Liberty Council, an international nonprofit Christian litigation group based in Florida, recently announced its new initiative, ReOpen Church Sunday. The campaign “is calling on the churches to open and believers to start meeting again on Sunday, May 3.”
The group claims churches are “more essential than ever” but they must be smart about reopening. “ReOpen Church Sunday should include appropriate measures of sanitization and appropriate social distancing…”
The initiative suggests three different service options churches should implement when resuming in-person services:
Liberty Counsel founder and attorney Mat Staver told The Christian Post May 3 was chosen because it’s the beginning of the National Day of Prayer week. He also said it falls in line with phase one of President Trump’s effort to slowly reopen the country.
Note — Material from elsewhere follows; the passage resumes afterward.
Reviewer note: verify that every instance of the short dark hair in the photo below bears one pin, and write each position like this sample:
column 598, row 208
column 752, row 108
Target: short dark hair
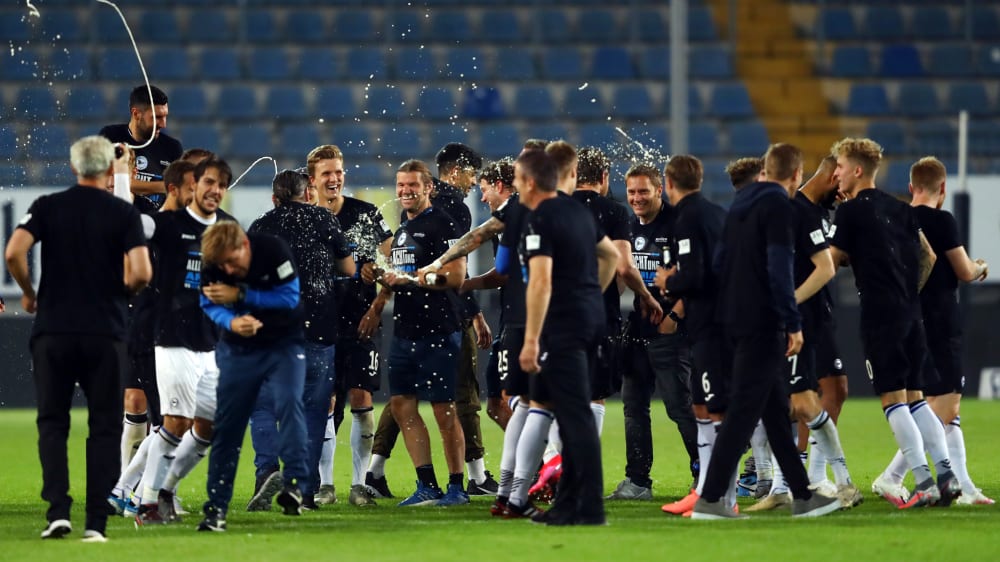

“We chose May 3 because it is part of that phase one of the Opening America Again [proposal] that the president issued as guidelines,” Staver said. “It actually begins on May 1. It’s the first phase of the three-phase program and churches are included in that phase.”
According to phase one, large venues, including sit-down dining, movie theaters and places of worship “can operate under strict physical distancing protocols.”
Despite Liberty’s ReOpen Church Sunday initiative, many churches are hesitant about reopening too soon. Pastor Brady Boyd of New Life Church in Colorado Springs, CO, fears reopening may damage the trust his church has built with the community.
“My concern is many churches have spent years building trust in the community. But will lose it with one decision to prematurely gather, further spreading the virus to healthcare workers and the vulnerable. Let’s be in our cities for the sake of our cities,” he said.
Jeffrey J. Barrows, executive member of the Christian Medical & Dental Associations (CMDA), also believes reopening churches too soon is a risk not worth taking.
“We recommend that all churches follow the guidance provided by their government officials during this unprecedented outbreak,” Barrows said. “This includes churches.”
He added that governmental authorities “are in the best position to safely recommend when and how… communities can resume… gatherings.”